Agent adapters compute cost automatically when litellm is installed. The adapter detects the model ID from the framework's agent object and uses LiteLLMCostCalculator behind the scenes. No configuration needed:

# Cost tracking works automatically if litellm is installed
adapter = SmolAgentAdapter(agent, name="researcher")
adapter.run("What's the capital of France?")
print(f"Cost: ${adapter.gather_usage().cost:.4f}")

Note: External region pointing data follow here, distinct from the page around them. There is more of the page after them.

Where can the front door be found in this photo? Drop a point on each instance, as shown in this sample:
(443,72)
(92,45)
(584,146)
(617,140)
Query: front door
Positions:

If auto-detection doesn't work for your setup (e.g., the adapter can't find the model ID), pass model_id explicitly:

adapter = LangGraphAgentAdapter(
    compiled_graph, "agent",
    model_id="gpt-4o-mini",
)

To use custom pricing instead, pass cost_calculator and/or model_id:

from maseval import StaticPricingCalculator

calculator = StaticPricingCalculator({
    "my-model": {"input": 0.001, "output": 0.002},
})

adapter = SmolAgentAdapter(
    agent, name="researcher",
    cost_calculator=calculator,
    model_id="my-model",
)

If litellm is not installed, auto-creation of the calculator is skipped and cost stays at 0.0. Tokens are always tracked regardless.

In Benchmarks

Usage is collected automatically alongside traces and configs after each task. Each report includes a "usage" key:

results = benchmark.run()

for report in results:
    print(f"Task {report['task_id']}: {report['usage']}")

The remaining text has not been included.